PILOT Theatre artistic director Marcus Romer is collaborating with London playwright Roy Williams for the third time, joining together for a new touring version of Sophocles’s Antigone that brings the brutal world of Thebes kicking and screaming into the 21st century.

“The measure of trust in the relationship is that he’s happy working with a northern oiky company from York,” says Marcus, whose previous Pilot projects with Roy were Sing Yer (Heart Out For The Lads and The Loneliness Of The Long Distance Runner. “I take real pride that an artist of his stature wants to work with us.”

Roy had always wanted to do a version of Antigone, and now that he and Pilot have created a play that is running at York Theatre Royal this week, Marcus has noted how the production resonates with a certain American television series.

“We’ve realised that Antigone is Season Two of The Wire: it’s season two of the Phoeban wars for the Netflix generation,” he says.

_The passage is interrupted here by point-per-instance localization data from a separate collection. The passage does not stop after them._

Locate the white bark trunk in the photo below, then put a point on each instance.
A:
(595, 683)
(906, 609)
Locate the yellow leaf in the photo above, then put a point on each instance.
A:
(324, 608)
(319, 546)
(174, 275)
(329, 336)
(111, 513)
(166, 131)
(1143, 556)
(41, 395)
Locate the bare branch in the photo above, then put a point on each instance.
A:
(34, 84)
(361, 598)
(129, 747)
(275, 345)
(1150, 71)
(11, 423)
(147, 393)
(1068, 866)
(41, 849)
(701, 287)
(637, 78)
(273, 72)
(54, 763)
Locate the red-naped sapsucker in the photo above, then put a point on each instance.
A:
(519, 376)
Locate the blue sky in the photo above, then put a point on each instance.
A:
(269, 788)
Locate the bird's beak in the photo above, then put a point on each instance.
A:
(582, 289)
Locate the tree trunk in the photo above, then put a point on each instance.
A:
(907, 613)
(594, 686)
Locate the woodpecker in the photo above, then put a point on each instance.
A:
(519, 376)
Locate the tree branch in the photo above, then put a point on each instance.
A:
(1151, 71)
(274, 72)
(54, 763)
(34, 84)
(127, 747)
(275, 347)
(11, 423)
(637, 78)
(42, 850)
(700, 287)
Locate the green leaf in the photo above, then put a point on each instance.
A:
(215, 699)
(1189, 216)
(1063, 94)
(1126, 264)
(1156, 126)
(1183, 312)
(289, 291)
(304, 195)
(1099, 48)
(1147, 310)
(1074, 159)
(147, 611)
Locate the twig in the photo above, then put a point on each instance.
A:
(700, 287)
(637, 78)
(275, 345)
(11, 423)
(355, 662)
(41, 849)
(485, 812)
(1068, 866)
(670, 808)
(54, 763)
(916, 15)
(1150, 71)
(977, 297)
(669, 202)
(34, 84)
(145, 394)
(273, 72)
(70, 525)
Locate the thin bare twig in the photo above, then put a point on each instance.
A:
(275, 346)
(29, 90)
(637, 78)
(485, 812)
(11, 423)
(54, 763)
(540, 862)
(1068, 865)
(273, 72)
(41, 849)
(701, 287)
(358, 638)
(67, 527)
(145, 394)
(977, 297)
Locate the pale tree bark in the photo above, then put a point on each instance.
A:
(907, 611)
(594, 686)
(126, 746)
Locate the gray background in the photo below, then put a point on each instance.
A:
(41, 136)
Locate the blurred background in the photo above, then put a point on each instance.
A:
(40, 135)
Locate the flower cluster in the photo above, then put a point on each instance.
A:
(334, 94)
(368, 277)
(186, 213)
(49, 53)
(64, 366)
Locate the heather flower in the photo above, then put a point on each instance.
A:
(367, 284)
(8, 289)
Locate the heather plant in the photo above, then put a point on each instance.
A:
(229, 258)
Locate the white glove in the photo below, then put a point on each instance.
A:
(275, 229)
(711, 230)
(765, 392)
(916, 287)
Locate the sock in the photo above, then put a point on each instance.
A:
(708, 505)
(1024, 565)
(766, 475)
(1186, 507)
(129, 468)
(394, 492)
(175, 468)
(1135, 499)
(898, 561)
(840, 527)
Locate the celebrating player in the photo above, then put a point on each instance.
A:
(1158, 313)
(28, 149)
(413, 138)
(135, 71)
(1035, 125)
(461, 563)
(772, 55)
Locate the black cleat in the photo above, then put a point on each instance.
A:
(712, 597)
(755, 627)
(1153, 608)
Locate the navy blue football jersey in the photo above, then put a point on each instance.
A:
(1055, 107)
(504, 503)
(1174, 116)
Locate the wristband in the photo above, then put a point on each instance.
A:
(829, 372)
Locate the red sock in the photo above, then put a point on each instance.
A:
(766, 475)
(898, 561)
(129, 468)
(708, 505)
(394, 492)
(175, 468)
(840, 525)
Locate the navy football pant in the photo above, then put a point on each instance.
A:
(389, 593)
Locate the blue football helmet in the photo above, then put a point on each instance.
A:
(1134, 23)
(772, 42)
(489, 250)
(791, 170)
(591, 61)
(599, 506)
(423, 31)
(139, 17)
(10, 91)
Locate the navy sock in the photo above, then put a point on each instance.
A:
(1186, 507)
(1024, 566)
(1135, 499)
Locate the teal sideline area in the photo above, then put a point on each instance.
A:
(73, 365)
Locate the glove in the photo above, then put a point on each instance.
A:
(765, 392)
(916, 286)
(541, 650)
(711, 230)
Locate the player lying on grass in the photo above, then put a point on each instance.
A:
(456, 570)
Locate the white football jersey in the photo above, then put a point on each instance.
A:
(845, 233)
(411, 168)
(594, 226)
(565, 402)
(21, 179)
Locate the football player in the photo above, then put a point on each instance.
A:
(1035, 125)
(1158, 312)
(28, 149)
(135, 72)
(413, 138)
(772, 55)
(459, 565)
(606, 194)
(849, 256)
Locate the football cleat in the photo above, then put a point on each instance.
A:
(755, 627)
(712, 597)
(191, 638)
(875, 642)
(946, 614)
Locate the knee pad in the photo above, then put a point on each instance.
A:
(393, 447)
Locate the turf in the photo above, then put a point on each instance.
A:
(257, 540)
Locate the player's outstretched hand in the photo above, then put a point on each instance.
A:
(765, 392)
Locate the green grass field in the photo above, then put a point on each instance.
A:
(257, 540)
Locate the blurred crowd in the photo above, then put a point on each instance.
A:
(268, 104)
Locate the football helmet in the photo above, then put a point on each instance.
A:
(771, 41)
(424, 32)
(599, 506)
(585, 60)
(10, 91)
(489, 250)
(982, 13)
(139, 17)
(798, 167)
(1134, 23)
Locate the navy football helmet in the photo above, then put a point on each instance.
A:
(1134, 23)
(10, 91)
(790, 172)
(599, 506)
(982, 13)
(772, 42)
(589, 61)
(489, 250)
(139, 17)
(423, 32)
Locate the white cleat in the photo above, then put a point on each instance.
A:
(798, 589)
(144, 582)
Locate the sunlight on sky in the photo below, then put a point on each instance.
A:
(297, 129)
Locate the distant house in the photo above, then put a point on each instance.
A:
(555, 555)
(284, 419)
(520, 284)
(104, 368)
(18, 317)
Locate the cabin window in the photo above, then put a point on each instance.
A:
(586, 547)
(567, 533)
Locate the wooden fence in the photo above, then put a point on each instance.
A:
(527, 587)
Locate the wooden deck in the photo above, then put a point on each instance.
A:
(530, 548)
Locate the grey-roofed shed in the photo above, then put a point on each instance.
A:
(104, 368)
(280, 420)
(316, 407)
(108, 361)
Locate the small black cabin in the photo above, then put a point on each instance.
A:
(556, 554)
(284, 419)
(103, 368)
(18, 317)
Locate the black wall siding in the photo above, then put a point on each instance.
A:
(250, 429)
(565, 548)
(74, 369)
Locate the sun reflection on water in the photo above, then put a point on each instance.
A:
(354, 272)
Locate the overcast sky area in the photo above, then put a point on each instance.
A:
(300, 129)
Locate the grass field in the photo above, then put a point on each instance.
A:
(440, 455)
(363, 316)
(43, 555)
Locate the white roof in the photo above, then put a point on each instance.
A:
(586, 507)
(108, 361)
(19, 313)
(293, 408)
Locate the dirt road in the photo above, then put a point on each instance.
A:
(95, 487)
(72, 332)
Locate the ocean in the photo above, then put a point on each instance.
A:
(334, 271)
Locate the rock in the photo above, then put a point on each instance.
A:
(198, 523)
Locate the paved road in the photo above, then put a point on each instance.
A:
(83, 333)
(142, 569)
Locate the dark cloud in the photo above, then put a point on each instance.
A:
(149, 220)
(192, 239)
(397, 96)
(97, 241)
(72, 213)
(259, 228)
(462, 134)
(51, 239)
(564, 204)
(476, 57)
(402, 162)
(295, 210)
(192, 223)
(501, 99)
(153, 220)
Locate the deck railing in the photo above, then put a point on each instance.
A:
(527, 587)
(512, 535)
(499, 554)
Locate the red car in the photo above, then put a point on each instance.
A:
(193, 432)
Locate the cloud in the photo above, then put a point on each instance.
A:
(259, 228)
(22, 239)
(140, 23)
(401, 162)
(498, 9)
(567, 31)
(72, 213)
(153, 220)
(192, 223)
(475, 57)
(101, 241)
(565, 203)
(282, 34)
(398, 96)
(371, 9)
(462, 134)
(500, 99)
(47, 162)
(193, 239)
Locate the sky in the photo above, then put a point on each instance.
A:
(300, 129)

“What we’ve done is to show the difficult stuff that they couldn’t stage in Sophocles’s time, like the death scenes. They didn’t have the theatrical capabilities to do what we can do now, so the way the plays were written was an expedient reaction to the circumstances that they worked in.

“Now we’re used to doing things on a grand scale like the 62 episodes of Breaking Bad, and epic drama is more in our parlance than it was ten years ago. Writers are writing works with a great arc like Shakespeare’s plays. Antigone is a great story that’s still going strong after 2,500 years and we can tell it for a modern audience.”